De rechtbank heeft in de zorgmachtiging van [dag] april 2024 opname en het beperken van de bewegingsvrijheid als noodzakelijke zorg ter afwending van het aanwezige nadeel beoordeeld.
De heer [klager] heeft op [dag] april 2024 reeds een klacht ingediend over het intrekken van vrijheden (verlof) op [dag] maart 2025 door de zorgverantwoordelijke. De commissie heeft in haar beslissing van 30 april 2024 de klacht niet ontvankelijk verklaard overwegende:
“Dat het besluit inhoudende het beperken van de bewegingsvrijheid door opname op een gesloten afdeling, met zich meebrengt dat in principe de mogelijkheid om zich zonder expliciete toestemming buiten de afdeling te begeven, is opgeheven. De heer [klager] verklaart niet tegen dat besluit te willen klagen zodat de commissie dat verder onbesproken laat.
Toestemming om met verlof buiten de afdeling te verblijven is ter beoordeling en kan (al dan niet op verzoek) door de zorgverantwoordelijke en/of de geneesheer-directeur worden gegeven indien dat passend en verantwoord is in het kader van de behandeling. In het zorgplan geformuleerd als: “Betrokkene is opgenomen in een gesloten setting, hierbij is hij beperkt in zijn beweging. Afhankelijk van het klinisch beeld zullen vrijheden worden gestart en uitgebreid.”
Naar het oordeel van de commissie is het verlenen of weigeren van verlof na een rechtmatig besluit tot beperking van de vrijheden door opname op een gesloten afdeling, geen vorm van verplichte zorg als bedoeld in de Wvggz.
Anders dan zijdens klager is ingebracht, acht de commissie het dan ook niet rechtens noodzakelijk om een schriftelijk 8:9-besluit omtrent het weigeren van gewenst verlof aan betrokkene uit te reiken. Te meer ook omdat er in principe dagelijks een beslissing hierover kan worden genomen en gewijzigd.”

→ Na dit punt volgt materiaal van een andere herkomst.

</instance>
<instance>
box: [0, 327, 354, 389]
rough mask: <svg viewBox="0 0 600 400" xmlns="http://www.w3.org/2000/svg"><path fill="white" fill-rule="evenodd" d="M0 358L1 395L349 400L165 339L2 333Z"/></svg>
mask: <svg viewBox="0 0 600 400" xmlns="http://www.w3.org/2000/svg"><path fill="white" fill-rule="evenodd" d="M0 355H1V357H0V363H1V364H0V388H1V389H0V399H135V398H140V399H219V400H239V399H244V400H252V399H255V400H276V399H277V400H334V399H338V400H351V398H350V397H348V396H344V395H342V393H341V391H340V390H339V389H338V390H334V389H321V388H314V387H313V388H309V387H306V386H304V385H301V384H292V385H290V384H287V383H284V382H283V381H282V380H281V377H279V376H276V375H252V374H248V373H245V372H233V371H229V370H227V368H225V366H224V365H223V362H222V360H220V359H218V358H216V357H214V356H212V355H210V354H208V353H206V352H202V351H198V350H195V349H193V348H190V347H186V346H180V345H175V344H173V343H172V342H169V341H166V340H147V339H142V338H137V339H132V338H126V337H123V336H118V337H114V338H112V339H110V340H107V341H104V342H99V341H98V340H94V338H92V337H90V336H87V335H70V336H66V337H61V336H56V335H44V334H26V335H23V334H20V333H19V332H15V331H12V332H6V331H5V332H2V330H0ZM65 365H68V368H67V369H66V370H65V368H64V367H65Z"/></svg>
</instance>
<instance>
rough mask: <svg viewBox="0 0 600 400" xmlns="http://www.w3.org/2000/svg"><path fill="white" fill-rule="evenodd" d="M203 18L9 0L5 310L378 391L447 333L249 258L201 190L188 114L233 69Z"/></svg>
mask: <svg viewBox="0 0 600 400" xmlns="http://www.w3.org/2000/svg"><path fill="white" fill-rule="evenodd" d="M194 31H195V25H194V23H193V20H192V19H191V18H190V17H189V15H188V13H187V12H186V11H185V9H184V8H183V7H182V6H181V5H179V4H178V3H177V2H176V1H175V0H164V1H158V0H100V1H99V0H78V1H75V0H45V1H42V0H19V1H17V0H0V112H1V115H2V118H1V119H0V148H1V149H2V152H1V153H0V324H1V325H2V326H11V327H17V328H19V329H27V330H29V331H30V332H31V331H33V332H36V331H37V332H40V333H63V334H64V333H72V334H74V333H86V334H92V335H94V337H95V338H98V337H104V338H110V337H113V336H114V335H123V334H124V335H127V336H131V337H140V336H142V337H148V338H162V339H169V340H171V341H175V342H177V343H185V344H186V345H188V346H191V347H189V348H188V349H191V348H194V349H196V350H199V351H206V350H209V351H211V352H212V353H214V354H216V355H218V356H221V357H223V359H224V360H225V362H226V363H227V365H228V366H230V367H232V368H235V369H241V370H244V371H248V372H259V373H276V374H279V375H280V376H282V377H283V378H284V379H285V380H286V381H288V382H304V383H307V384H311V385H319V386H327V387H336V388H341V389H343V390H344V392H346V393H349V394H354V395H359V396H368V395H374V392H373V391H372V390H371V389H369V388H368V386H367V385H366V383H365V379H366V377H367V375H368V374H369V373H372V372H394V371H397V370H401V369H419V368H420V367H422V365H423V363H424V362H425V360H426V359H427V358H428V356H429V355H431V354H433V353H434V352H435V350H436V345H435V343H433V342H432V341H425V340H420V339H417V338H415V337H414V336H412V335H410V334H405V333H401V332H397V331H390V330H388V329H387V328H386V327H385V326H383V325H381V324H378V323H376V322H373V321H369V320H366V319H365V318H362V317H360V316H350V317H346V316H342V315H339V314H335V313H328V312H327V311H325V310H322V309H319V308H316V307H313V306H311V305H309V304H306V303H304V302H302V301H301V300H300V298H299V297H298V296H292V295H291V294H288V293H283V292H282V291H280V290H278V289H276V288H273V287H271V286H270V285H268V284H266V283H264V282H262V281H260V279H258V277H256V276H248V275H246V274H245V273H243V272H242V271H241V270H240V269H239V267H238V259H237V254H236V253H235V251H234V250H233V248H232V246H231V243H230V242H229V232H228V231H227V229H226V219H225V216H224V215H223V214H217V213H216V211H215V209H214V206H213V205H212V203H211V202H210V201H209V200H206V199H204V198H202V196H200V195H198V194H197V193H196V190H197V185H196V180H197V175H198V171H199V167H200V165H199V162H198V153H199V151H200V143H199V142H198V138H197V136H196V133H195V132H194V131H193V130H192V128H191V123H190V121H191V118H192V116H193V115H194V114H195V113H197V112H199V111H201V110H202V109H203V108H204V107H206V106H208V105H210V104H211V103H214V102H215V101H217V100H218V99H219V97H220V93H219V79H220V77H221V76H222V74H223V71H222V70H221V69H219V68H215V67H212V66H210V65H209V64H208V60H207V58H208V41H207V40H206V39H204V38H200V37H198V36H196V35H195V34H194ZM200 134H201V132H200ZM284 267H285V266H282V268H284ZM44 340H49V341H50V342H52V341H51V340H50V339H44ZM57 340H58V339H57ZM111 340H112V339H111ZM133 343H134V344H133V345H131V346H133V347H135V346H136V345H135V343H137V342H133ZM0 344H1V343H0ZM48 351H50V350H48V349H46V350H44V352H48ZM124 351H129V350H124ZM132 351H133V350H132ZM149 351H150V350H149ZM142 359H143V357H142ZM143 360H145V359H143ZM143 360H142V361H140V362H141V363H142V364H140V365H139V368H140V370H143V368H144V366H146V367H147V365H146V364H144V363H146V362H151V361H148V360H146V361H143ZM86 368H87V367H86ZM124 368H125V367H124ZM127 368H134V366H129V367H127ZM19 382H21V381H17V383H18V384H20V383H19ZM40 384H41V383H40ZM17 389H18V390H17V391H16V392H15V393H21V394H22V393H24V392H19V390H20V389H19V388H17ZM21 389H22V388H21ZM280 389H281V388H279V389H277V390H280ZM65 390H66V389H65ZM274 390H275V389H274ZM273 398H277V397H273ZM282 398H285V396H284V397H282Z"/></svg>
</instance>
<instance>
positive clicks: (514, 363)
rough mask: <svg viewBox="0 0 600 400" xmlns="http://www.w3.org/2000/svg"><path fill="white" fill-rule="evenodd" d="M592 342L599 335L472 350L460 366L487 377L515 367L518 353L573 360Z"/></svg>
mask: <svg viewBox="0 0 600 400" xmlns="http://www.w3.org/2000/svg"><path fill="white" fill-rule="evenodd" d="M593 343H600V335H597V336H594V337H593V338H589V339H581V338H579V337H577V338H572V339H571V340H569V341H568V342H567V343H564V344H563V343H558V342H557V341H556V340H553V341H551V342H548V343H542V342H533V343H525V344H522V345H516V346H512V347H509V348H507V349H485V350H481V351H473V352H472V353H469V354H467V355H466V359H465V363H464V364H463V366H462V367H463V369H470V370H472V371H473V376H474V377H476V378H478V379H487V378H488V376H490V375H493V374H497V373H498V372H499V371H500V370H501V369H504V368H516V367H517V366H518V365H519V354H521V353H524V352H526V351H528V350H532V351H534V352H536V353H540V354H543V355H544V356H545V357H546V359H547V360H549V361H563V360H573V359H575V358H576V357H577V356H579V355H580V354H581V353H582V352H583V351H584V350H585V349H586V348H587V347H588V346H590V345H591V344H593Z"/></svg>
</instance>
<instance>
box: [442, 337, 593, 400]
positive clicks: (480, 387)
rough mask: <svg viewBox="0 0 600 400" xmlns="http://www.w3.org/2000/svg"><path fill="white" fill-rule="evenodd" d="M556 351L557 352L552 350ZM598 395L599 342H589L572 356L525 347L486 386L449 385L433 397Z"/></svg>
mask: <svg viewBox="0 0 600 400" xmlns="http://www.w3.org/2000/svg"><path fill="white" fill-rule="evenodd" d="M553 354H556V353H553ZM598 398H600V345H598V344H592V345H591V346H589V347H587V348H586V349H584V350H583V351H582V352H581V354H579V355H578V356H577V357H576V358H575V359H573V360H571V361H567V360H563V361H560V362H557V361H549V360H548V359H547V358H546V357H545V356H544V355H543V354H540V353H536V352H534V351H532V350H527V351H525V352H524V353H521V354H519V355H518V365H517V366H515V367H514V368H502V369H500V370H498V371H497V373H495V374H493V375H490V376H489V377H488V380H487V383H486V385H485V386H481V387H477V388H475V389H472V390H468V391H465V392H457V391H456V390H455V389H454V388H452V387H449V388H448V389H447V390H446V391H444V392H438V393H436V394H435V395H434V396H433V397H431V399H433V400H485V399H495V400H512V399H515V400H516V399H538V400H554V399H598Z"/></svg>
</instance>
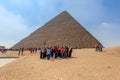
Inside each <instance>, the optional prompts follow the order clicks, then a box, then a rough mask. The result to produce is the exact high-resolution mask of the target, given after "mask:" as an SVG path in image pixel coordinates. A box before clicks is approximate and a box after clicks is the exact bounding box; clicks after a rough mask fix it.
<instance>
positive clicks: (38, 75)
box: [0, 47, 120, 80]
mask: <svg viewBox="0 0 120 80" xmlns="http://www.w3.org/2000/svg"><path fill="white" fill-rule="evenodd" d="M17 53H18V52H15V51H10V52H7V56H14V57H19V58H17V59H16V60H15V61H13V62H10V63H9V64H7V65H5V66H3V67H1V68H0V80H120V47H111V48H104V49H103V52H95V49H74V50H73V53H72V58H68V59H61V58H58V59H53V58H52V59H51V60H47V59H39V52H38V53H37V54H29V52H25V54H24V55H23V56H18V55H17Z"/></svg>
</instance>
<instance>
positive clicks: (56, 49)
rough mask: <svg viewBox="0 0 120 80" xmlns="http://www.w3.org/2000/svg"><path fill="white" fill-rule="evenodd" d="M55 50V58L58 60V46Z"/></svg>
mask: <svg viewBox="0 0 120 80" xmlns="http://www.w3.org/2000/svg"><path fill="white" fill-rule="evenodd" d="M53 50H54V53H55V58H57V57H58V48H57V46H55V47H54V49H53Z"/></svg>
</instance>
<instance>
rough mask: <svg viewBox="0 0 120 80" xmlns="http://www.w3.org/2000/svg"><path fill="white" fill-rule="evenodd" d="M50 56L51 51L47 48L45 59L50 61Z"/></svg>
mask: <svg viewBox="0 0 120 80" xmlns="http://www.w3.org/2000/svg"><path fill="white" fill-rule="evenodd" d="M50 54H51V50H50V48H49V47H47V59H48V60H50Z"/></svg>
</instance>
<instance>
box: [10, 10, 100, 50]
mask: <svg viewBox="0 0 120 80" xmlns="http://www.w3.org/2000/svg"><path fill="white" fill-rule="evenodd" d="M98 43H99V41H98V40H97V39H96V38H94V37H93V36H92V35H91V34H90V33H89V32H88V31H87V30H86V29H85V28H83V26H82V25H81V24H79V23H78V22H77V21H76V20H75V19H74V18H73V17H72V16H71V15H70V14H69V13H68V12H67V11H63V12H62V13H60V14H59V15H58V16H56V17H55V18H53V19H52V20H50V21H49V22H47V23H46V24H45V25H43V26H42V27H40V28H39V29H37V30H36V31H34V32H33V33H31V34H30V35H29V36H28V37H26V38H24V39H23V40H21V41H20V42H19V43H17V44H16V45H14V46H13V47H12V49H18V48H21V47H24V48H31V47H32V48H33V47H35V48H36V47H37V48H39V47H44V46H46V47H47V46H55V45H59V46H71V47H79V48H91V47H94V46H95V44H98Z"/></svg>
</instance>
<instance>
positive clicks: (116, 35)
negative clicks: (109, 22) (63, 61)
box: [92, 22, 120, 47]
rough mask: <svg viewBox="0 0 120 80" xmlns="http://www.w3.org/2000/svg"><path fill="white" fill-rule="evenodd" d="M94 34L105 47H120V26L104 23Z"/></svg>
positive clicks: (112, 24)
mask: <svg viewBox="0 0 120 80" xmlns="http://www.w3.org/2000/svg"><path fill="white" fill-rule="evenodd" d="M93 32H94V34H93V35H94V36H95V37H97V38H98V40H100V41H101V42H102V44H103V45H104V46H105V47H111V46H120V24H117V23H106V22H103V23H101V24H100V25H97V27H95V28H94V30H93V31H92V33H93Z"/></svg>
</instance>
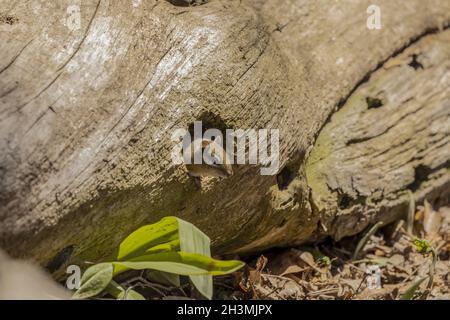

De commissie is van oordeel dat bovenstaande overwegingen onverkort van toepassing zijn op de situatie die de heer [klager] nu aan de commissie heeft voorgelegd.
Aanvullend en ten overvloede merkt de commissie op dat het vervatten van een besluit tot intrekken van vrijheden in een brief met format ex. artikel 8:9 Wvggz en daarin deze maatregel benoemen als zijnde verplichte zorg ( in de vorm van “ beperking van de bewegingsvrijheid; overige beperkingen”), niet volgt uit een wettelijke voorschrift. Artikel 8:9 Wvggz is enkel van toepassing op de uitvoering van verplichte zorg. De commissie is van oordeel (zie ook hierboven) dat verlof toekennen en afwijzen geen besluit is ter uitvoering van verplichte zorg.
De beslissing
De klacht van de heer [klager] betreft niet een van de limitatieve klachtgronden genoemd in artikel 10:3 Wvggz. De klacht is aldus niet-ontvankelijk en de commissie onbevoegd.